Week 9. New metamorphoses.

Ovid’s Metamorphoses, a collection of mythological stories loosely connected by the theme of shape-shifting, has been a model for poets in English over several centuries. We will look at one of the most recent examples, Ted Hughes, Tales from Ovid (1997).

Week 10. Roman erotic poetry from the sixteenth century to the twenty-first.

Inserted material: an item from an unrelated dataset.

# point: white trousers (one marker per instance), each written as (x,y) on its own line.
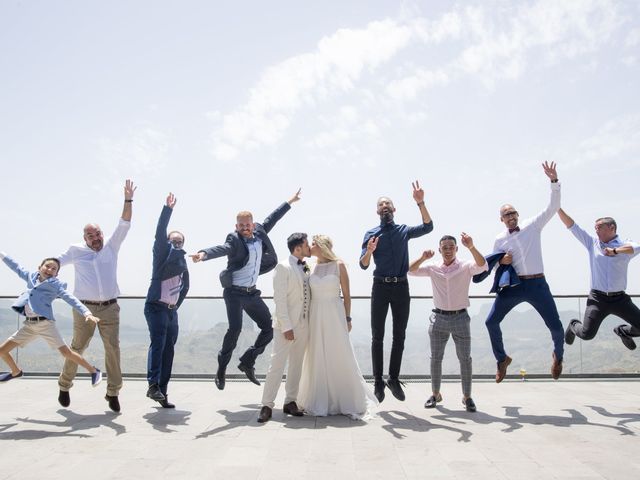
(285,350)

The extent to which love poetry in Western literature draws heavily on its Roman antecedents will be examined through translations, imitations and adaptations of Catullus (Gaius Valerius Catullus, c. 84 BCE – c. 54 BCE), Tibullus (Albius Tibullus, c. 55 BCE – 19 BCE), and others (selections to be supplied).

Secondary reading

There are numerous relevant works. The following are suggested as starting points:

Paul Davis, Translation and the Poet's Life: The Ethics of Translating in English Culture, 1646-1726 (OUP, 2008)

David Hopkins, Conversing with Antiquity: English Poets and the Classics from Shakespeare to Pope (OUP, 2009)

Oxford History of Literary Translation in English (Vol. 3, ed. Stuart Gillespie and David Hopkins, covers 1660-1790 and was published in 2005; Vol. 4, ed. Peter France and Kenneth Haynes, covers 1790-1900 and was published in 2006).

Robin Sowerby, The Augustan Art of Poetry: Augustan Translation of the Classics (OUP, 2006).